When "people don't really understand" an evolutionary trend, that's when Barton Crockett strikes. A media analyst at J.P. Morgan, Crockett was named the top picker of advertising and publishing companies in the Wall Street Journal's 2006 Master Stock Pickers list. He shared his methods -- and favorite names -- with "Power Lunch" viewers.
Crockett told CNBC's Sue Herera that his investment criteria involve small and mid-cap media firms with the potential for "a lot of volatility, both up and down." His particular expertise: "the intersection of new technology and traditional media," where industry developments seem cryptic to most.
One example of Crockett's thinking: Arbitron. He concedes that the radio-audience measurement firm sounds mired in another age, but said it is going through a "technology transition": Arbitron is rolling out PPM, an electronic ratings measurement system that will replace the old paper diary -- and perhaps have many more applications.
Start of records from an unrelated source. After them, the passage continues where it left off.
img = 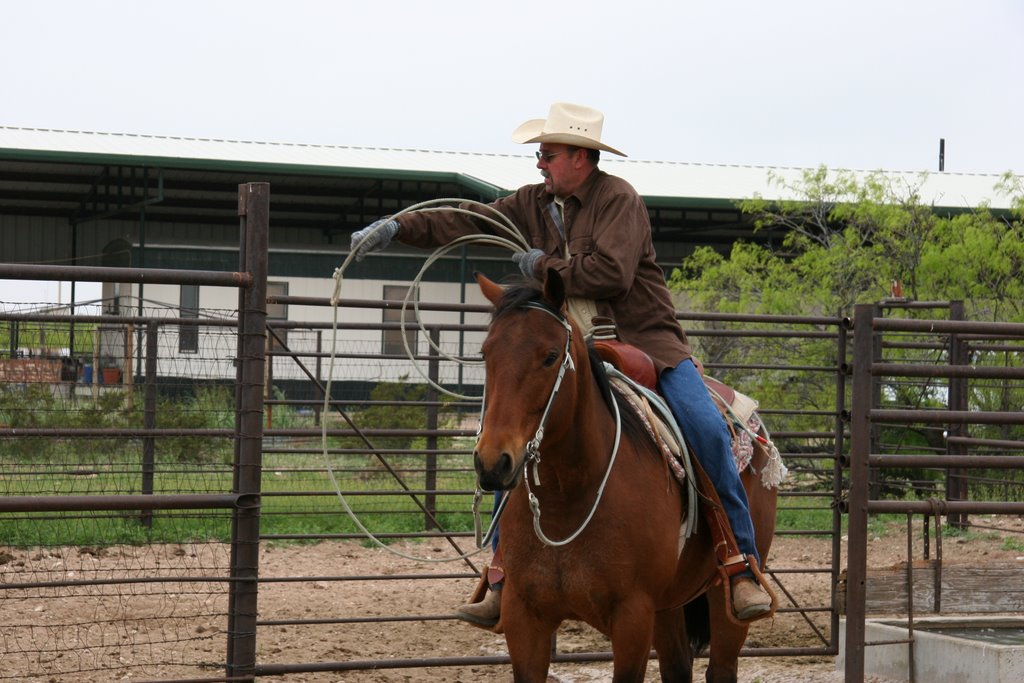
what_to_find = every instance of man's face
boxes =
[537,142,590,197]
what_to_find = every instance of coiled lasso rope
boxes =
[321,198,529,563]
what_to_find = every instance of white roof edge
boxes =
[0,125,1024,209]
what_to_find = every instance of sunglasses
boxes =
[534,150,575,164]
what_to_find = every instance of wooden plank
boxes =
[836,560,1024,614]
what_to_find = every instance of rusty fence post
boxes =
[142,322,159,528]
[226,182,270,680]
[844,304,877,683]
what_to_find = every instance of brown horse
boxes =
[474,270,775,683]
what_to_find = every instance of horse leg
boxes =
[705,586,750,683]
[610,601,654,683]
[502,602,558,683]
[654,607,693,683]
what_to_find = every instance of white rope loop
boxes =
[321,198,529,563]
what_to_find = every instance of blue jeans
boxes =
[657,358,761,573]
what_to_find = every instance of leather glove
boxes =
[349,218,401,261]
[512,249,544,280]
The analyst praised Greenfield Online as a "home run" ever since J.P. Morgan initiated coverage in December 2005. A "very small" microcap, Greenfield's businesses include Internet surveys and New Ciao, the No. 1 comparison-shopping site in Europe -- which has seen triple-digit revenue growth since its May 4, 2006 inception.
Crockett said Marvel Entertainment had been one of his preferred stocks. But shortly after the third "Spider-Man" came out, the analyst shifted his rating to neutral from overweight. Why? He said the stock -- climbing to nearly $30 from "17 and change" -- had already factored in all the blockbuster buzz. He wanted to take some profit and bide his time until Marvel's "Iron Man" movie release next year.